Я не стал комментировать такие случаи. Что касается срамной болезни, то нужно было не только высечь солдата, но и выгонять. Ну а что до того, что к сестрам милосердия пробуют пробраться солдаты, как и офицеры, тоже прогнозируемое явление. Зова природы к размножению никто не отменял. Нужно только смотреть, следить, чтобы никто не обижал девушек. Ну и нечего им общаться. На гражданке найдут себе женихов.

— Как чувствует себя его светлость князь Паскевич? Не знаешь? А то мне как в Одессе рассказали о его ранении, так и других вестей не получал. А в Одессе еще и не того могут рассказать.

Было видно, что Тарас поморщился и сдержался, чтобы не наговорить чего лишнего. И он понимает, что теперь Паскевич покинет расположение русских войск. Не только Тарас думает, что Иван Федорович Паскевич только искал повода, чтобы избавиться от груза ответственности за армию. А тут щепа в спину. Наверняка только поцарапала, но повод же…

Навещу Паскевича, сделать это необходимо. Уже просто будет неприлично, если я прибуду и не представлюсь о прибытии. Он же еще никуда не уехал. И как так вообще получается? Действительно ли что-ли история решила отыграть назад? В прошлой реальности… в этой…

— Эльза, я рад тебя видеть! — сказал я, обнимая подругу.

— Алексей, они вообще ничего не дают делать. Своих… Твоих казаков только и лечим. Слушать меня не желают, советы только раздают, чтобы уезжала детей рожать, — Эльза засмеялась. — А есть и такие ушлые, что предлагают помочь забеременеть. Благо, что Саша тут тоже.

Я знал, что Александр Николаевич Садовой отправился к своей жене в расположение Южной Армии. Сам ему это позволил сделать.

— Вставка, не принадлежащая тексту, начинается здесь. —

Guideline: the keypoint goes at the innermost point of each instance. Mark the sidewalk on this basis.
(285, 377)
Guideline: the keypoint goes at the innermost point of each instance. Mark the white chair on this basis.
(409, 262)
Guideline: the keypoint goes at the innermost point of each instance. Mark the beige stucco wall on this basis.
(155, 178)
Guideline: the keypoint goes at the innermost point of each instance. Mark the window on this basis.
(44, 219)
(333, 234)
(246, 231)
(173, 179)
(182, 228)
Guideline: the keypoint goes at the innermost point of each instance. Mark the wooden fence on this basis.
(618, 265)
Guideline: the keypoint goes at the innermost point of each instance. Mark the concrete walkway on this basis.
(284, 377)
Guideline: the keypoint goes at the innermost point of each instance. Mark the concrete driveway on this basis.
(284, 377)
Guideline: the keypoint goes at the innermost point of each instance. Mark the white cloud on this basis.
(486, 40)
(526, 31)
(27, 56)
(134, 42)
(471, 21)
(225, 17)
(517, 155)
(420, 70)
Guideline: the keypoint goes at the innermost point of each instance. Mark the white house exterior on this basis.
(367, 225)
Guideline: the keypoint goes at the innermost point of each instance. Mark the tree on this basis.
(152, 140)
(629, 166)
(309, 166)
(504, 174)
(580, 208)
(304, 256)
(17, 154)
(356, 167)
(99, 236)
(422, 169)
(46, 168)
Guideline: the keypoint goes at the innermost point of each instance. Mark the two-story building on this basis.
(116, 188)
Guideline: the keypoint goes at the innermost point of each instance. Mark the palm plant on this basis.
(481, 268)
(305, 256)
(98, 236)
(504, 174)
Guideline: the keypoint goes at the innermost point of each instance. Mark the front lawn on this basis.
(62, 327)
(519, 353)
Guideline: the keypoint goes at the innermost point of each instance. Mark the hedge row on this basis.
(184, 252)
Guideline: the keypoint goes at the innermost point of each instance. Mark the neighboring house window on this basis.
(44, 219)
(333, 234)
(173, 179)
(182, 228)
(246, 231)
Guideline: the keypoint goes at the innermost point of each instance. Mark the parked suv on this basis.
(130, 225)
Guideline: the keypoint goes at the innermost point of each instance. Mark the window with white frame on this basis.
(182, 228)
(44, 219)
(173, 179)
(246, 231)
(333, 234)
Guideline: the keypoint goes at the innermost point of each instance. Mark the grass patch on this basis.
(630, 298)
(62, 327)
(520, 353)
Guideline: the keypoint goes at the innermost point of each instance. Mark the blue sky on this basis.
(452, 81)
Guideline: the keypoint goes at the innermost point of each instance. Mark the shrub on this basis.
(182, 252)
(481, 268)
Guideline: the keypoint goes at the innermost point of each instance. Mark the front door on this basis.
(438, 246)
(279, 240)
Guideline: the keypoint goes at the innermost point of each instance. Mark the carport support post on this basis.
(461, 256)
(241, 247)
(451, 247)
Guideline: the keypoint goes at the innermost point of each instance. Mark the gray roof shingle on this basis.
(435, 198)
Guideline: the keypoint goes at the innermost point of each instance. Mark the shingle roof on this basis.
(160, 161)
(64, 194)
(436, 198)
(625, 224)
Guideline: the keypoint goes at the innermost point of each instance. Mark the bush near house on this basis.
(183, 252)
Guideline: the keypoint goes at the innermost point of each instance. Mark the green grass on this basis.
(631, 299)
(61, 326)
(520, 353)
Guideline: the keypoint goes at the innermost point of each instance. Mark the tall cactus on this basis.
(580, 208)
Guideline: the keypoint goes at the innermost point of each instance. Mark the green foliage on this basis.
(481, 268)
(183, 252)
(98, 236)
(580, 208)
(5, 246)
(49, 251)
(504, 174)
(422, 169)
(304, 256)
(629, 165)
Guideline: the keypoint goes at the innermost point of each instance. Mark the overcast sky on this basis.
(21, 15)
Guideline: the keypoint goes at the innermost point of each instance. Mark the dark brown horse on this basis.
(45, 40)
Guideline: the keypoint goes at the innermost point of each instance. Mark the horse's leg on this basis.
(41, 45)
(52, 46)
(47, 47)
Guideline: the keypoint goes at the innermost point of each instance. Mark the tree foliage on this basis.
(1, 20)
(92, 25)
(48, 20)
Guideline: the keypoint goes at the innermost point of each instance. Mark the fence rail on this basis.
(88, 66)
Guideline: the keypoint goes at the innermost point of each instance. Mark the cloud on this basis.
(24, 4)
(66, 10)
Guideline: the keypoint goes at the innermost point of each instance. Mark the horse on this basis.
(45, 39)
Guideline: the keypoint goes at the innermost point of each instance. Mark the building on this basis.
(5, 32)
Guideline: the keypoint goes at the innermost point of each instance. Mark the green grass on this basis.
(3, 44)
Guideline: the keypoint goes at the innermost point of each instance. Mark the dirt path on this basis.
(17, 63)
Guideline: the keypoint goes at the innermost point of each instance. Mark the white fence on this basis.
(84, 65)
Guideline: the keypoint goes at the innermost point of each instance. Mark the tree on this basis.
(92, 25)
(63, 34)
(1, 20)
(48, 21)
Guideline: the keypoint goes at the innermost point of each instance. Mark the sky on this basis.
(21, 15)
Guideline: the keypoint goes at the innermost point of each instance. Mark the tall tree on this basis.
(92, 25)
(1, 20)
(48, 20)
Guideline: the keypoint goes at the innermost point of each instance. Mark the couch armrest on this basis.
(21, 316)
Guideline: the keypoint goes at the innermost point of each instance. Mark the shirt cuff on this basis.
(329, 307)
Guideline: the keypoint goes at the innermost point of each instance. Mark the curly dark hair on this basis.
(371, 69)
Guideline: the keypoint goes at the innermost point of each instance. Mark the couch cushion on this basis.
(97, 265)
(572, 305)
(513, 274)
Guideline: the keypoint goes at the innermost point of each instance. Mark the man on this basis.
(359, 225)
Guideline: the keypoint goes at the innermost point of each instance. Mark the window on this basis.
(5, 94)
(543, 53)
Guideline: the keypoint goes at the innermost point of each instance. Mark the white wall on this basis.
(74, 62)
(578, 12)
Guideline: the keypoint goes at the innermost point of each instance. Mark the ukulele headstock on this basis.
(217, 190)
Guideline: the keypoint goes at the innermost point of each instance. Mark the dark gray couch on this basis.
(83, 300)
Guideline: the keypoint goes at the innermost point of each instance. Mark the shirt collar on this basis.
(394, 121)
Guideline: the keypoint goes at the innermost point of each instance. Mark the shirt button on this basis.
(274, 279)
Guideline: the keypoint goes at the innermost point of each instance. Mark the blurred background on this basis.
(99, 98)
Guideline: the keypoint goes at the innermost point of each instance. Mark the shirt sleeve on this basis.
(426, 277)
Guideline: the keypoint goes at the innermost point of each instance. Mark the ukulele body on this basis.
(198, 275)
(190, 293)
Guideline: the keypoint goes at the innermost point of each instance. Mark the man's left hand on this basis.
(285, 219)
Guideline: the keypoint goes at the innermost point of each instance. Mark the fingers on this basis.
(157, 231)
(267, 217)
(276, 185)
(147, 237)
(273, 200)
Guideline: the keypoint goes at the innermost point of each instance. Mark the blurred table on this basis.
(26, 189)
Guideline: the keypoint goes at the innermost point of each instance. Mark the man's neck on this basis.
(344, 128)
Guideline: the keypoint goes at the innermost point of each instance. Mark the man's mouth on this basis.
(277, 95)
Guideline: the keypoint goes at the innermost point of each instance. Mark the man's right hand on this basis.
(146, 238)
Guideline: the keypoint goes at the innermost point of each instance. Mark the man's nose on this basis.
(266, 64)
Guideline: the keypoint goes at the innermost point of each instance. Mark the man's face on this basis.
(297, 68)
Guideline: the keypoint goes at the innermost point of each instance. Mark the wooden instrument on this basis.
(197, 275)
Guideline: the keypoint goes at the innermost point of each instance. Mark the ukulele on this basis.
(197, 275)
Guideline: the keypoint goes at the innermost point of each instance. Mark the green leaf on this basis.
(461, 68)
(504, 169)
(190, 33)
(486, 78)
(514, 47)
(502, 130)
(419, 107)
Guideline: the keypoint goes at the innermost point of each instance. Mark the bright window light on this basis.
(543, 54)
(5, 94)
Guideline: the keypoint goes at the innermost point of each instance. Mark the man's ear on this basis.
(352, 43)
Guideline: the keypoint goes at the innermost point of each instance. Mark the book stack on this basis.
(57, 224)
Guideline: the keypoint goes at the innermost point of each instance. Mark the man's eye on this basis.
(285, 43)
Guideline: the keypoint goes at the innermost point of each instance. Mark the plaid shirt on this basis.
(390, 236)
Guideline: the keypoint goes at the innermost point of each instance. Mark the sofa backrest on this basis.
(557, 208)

Кроме того, архитектор уверял меня, что очень даже знаком с наукой фортификации и может помочь. В чем, впрочем, я и убедился, когда въезжал в расположение моего полка. Целую земляную крепость построили со сложной системой окопов. Кстати, про окопы говорил Садовому я, хотя они уже вполне известны, но считаются не нужными.

— Да, у Саши есть идея, как подобраться к фортам крепости. Он говорил про окопы, что будут подходить вплотную к фортециям неприятеля, — с огоньком в глазах говорила Эльза.

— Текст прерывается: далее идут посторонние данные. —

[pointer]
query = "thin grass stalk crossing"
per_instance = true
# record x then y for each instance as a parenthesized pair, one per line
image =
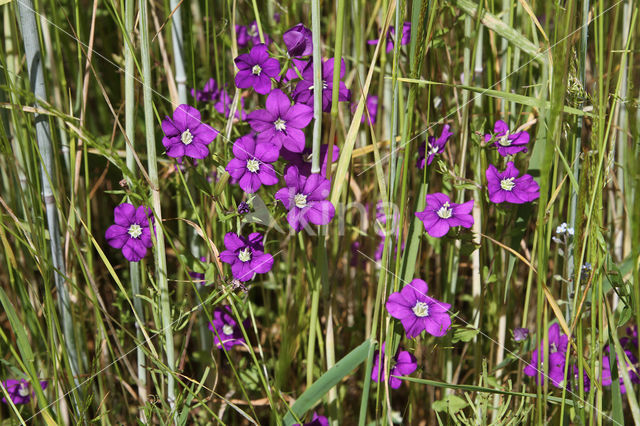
(134, 267)
(47, 174)
(160, 255)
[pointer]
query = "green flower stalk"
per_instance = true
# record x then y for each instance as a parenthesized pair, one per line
(47, 173)
(161, 260)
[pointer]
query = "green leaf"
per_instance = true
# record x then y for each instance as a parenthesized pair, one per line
(328, 380)
(451, 404)
(464, 334)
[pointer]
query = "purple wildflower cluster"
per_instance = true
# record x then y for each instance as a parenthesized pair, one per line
(20, 391)
(226, 331)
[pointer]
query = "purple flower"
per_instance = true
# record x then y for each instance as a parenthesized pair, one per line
(316, 421)
(131, 231)
(402, 364)
(441, 213)
(226, 331)
(186, 135)
(243, 208)
(223, 106)
(209, 92)
(507, 186)
(256, 69)
(302, 160)
(297, 66)
(520, 334)
(298, 41)
(244, 35)
(557, 347)
(281, 123)
(507, 144)
(419, 312)
(432, 147)
(607, 378)
(250, 168)
(246, 255)
(20, 391)
(406, 36)
(305, 198)
(304, 89)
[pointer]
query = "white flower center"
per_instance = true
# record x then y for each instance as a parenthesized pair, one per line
(253, 165)
(421, 309)
(445, 211)
(23, 390)
(245, 255)
(507, 184)
(433, 150)
(324, 85)
(504, 140)
(300, 200)
(135, 230)
(186, 137)
(280, 124)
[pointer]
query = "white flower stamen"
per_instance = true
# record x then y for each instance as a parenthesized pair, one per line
(300, 200)
(445, 211)
(324, 85)
(507, 184)
(280, 124)
(245, 255)
(421, 309)
(433, 150)
(186, 137)
(253, 165)
(504, 140)
(135, 231)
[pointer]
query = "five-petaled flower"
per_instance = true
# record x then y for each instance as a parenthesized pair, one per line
(298, 40)
(316, 421)
(256, 69)
(251, 166)
(226, 331)
(304, 89)
(557, 348)
(306, 199)
(246, 255)
(20, 391)
(281, 123)
(186, 134)
(441, 213)
(506, 142)
(402, 364)
(419, 312)
(131, 231)
(507, 186)
(428, 150)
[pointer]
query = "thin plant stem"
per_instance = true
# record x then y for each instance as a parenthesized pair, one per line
(47, 174)
(161, 260)
(134, 267)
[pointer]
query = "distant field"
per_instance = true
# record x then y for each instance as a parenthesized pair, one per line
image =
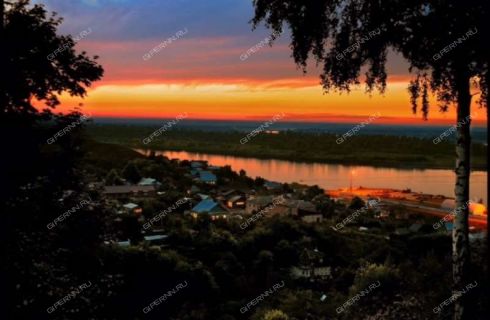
(373, 150)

И все-таки у них любовь. И я рад и за Эльзу и за Александра. Оба заслужили.

— Значит, Саша тебе говорил… — улыбнулся я.

На самом деле, это я размышлял с архитектором, как можно подбираться к вражеским статичным позициям. Окопы, исполненные зигзагами — вот один из вариантов. Нынешняя артиллерия менее точная, чем та, с которой я имел дело. Нужно еще постараться, чтобы попасть в окопы. Но даже не в этом дело.

В Великую отечественную войну блиндажи выдерживали попадания снаряда, если бревна были в три наката. Так почему же не делать блиндажи прямо под крепостными сооружениями? Один? Да, размотают в итоге. А множество? Да еще когда стрелок с оптикой залег и ждет начала действий противника? Если окопы будут подбираться близко к укреплениям, так и снайперы, стрелки, могут эффективно работать. Учитывая нашу скорострельность и дальность стрельбы… Должны перещелкать изрядное количество врага в итоге.

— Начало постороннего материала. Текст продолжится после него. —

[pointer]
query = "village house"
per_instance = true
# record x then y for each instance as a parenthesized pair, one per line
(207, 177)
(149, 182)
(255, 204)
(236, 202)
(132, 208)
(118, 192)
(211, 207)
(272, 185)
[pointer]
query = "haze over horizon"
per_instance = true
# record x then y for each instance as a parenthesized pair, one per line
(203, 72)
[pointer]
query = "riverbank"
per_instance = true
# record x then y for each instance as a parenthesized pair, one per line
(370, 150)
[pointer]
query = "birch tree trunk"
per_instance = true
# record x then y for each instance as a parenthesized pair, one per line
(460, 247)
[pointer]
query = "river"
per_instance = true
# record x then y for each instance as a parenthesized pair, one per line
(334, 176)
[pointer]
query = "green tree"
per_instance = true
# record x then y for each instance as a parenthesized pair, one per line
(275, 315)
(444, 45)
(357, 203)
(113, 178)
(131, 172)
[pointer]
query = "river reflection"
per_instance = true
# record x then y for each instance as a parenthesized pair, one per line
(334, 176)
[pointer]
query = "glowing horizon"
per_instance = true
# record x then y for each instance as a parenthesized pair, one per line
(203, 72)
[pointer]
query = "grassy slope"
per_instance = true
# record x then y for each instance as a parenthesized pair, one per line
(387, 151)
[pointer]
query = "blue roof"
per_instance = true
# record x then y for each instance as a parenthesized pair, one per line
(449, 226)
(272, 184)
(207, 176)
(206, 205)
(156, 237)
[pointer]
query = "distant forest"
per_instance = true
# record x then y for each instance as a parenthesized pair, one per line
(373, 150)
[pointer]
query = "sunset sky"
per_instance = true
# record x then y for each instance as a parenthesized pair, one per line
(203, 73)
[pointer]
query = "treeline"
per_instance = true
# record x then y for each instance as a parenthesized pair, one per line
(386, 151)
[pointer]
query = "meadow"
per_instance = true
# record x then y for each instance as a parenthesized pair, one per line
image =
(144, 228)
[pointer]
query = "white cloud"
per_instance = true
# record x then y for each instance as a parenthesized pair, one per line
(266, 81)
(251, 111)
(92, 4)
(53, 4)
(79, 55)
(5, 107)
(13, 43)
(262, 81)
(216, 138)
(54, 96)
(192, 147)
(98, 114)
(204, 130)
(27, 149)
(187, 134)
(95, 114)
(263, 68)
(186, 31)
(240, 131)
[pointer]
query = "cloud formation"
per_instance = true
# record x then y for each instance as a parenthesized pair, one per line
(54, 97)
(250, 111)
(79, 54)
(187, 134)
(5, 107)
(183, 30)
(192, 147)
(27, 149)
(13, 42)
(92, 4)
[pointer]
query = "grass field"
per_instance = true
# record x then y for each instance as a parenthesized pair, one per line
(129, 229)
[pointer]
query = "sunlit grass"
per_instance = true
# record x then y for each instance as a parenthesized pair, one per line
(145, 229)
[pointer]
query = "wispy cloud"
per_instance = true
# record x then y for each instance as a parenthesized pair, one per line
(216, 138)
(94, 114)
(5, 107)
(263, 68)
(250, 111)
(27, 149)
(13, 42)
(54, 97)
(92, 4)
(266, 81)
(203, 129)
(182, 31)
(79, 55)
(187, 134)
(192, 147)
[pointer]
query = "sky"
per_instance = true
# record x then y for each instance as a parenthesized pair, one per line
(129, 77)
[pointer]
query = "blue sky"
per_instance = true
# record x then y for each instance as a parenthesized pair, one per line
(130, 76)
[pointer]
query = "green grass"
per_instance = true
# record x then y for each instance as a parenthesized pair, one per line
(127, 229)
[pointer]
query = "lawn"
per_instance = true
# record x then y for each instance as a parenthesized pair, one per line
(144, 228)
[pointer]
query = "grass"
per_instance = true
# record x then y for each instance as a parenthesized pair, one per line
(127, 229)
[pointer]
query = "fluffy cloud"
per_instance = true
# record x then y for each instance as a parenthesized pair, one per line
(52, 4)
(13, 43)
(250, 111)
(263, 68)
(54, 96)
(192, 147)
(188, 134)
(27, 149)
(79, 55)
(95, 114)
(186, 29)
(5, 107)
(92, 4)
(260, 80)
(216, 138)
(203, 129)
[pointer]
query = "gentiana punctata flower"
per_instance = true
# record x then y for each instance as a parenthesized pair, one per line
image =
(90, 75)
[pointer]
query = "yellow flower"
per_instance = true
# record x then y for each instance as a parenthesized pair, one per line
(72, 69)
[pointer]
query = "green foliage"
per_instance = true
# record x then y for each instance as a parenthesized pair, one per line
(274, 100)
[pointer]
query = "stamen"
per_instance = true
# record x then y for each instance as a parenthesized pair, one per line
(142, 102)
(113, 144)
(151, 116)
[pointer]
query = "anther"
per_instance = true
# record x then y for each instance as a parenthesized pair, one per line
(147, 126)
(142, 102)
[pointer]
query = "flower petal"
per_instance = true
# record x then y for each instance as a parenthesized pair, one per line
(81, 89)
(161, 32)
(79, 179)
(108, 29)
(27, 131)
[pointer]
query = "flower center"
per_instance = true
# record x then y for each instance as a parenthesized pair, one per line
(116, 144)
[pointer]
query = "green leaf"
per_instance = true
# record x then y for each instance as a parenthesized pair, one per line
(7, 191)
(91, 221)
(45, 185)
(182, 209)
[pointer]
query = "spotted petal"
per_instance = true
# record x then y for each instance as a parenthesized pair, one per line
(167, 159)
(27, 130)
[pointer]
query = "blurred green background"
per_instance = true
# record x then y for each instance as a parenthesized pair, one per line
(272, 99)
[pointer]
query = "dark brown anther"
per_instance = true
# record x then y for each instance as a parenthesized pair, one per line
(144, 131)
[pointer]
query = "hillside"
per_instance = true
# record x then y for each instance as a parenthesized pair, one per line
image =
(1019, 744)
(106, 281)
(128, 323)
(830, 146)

— Готовьтесь принимать больных. Но только чтобы в масках были. Как бы какую холеру не принесли в полк. Мрут же солдатики! Я буду договариваться, чтобы вы начали работу. Следом за мной, чуть отстал, едет профессор Пирогов. Так что еще один лазарет будем ставить. Хватило бы, — сказал я, уже заходя в командирский шатер, который я забираю у Тараса.